In a conversation Feb. 13, 1973, with Charles W. Colson, a senior adviser who had just told Nixon that he had always had “a little prejudice,” Nixon said he was not prejudiced but continued: “I’ve just recognized that, you know, all people have certain traits.”

“The Jews have certain traits,” he said. “The Irish have certain — for example, the Irish can’t drink. What you always have to remember with the Irish is they get mean. Virtually every Irish I’ve known gets mean when he drinks. Particularly the real Irish.”

Nixon continued: “The Italians, of course, those people course don’t have their heads screwed on tight. They are wonderful people, but,” and his voice trailed off.

A moment later, Nixon returned to Jews: “The Jews are just a very aggressive and abrasive and obnoxious personality.”

At another point, in a long and wandering conversation with Rose Mary Woods, his personal secretary, that veered from whom to invite to a state dinner to whether Ms. Woods should get her hair done, Nixon offered sharp skepticism at the views of William P. Rogers, his secretary of state, about the future of black Africans.

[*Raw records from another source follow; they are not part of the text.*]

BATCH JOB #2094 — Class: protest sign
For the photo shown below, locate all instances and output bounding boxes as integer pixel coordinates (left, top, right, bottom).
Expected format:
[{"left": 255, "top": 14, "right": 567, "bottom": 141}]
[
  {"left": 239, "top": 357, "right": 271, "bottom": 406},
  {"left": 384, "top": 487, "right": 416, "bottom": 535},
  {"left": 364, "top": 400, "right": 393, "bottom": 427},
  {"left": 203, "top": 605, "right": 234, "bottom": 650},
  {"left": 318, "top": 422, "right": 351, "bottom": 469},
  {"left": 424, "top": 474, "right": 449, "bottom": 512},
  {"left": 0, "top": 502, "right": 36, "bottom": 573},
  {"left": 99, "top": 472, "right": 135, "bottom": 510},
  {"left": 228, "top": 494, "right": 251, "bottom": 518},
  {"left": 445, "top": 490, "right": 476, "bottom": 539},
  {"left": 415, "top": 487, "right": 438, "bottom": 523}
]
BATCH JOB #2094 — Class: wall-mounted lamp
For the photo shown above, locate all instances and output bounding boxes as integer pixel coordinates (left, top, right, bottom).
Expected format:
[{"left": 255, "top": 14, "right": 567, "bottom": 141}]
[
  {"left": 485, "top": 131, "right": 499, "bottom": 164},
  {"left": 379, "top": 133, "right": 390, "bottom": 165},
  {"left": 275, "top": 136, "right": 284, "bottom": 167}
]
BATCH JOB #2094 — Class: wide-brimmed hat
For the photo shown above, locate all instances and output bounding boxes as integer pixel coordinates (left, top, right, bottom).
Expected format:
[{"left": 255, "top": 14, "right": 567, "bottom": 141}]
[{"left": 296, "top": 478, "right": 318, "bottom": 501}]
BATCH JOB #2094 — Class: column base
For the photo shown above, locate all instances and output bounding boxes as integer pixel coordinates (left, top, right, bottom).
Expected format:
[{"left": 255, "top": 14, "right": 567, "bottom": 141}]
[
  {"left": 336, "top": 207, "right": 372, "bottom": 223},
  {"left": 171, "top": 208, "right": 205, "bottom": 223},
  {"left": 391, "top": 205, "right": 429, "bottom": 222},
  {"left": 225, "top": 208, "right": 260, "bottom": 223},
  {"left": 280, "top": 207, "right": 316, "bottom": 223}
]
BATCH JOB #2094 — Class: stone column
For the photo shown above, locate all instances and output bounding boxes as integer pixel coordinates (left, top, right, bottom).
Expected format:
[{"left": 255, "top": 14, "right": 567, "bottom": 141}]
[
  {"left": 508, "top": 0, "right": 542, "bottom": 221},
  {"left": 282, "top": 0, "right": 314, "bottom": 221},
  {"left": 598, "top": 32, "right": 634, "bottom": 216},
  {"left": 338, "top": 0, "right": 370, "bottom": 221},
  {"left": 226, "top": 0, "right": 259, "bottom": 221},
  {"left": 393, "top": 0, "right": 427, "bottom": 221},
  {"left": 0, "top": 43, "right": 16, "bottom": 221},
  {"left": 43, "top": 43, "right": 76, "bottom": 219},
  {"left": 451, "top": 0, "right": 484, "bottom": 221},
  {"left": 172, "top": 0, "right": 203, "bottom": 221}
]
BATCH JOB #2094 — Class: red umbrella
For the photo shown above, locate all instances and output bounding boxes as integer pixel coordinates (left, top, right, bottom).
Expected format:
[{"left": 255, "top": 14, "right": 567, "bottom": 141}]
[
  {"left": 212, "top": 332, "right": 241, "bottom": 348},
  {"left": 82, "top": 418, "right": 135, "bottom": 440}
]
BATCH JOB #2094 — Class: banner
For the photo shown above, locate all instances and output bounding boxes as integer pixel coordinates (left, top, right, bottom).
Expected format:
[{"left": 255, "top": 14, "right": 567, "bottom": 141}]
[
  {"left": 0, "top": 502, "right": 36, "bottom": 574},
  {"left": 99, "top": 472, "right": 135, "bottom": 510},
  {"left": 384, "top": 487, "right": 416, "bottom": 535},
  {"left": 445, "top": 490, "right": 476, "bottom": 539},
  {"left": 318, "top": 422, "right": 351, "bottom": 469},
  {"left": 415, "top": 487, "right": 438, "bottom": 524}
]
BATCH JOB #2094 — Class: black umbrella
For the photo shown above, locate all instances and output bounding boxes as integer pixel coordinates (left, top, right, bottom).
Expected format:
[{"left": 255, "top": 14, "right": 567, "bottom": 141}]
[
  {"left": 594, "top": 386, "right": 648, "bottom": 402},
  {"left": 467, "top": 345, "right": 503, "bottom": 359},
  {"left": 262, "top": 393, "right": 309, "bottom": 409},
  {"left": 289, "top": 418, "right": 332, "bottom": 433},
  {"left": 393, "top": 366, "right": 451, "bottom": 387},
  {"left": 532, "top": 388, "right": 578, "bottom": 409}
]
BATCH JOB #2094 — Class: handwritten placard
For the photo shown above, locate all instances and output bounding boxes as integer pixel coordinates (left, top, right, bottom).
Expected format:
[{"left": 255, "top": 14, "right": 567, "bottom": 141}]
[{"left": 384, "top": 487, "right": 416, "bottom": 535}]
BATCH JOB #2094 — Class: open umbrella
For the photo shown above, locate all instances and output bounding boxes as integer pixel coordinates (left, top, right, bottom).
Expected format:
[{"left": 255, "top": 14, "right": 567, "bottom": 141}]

“Bill Rogers has got — to his credit it’s a decent feeling — but somewhat sort of a blind spot on the black thing because he’s been in New York,” Nixon said. “He says well, ‘They are coming along, and that after all they are going to strengthen our country in the end because they are strong physically and some of them are smart.’ So forth and so on.

“My own view is I think he’s right if you’re talking in terms of 500 years,” he said. “I think it’s wrong if you’re talking in terms of 50 years. What has to happen is they have be, frankly, inbred. And, you just, that’s the only thing that’s going to do it, Rose.”

These tapes, made in February and March 1973, reflect a critical period in Nixon’s presidency — the final months before it was “devoured by Watergate,” said Timothy Naftali, the executive director of the Nixon Library.

Mr. Naftali said that there were now only 400 hours of tapes left to released, and that those would cover the final months before the tape system was shut down in July 1973 after Alexander Butterfield, who was a deputy assistant to Nixon, confirmed its existence to the Watergate committee.

Mr. Naftali said he intended to have those tapes — actually, given changing technologies since Nixon’s time, CDs, and available for listening online at the library’s Web site — released by 2012.

An indication of Nixon’s complex relationship with Jews came the afternoon Golda Meir, the Israeli prime minister, came to visit on March 1, 1973. The tapes capture Meir offering warm and effusive thanks to Nixon for the way he had treated her and Israel.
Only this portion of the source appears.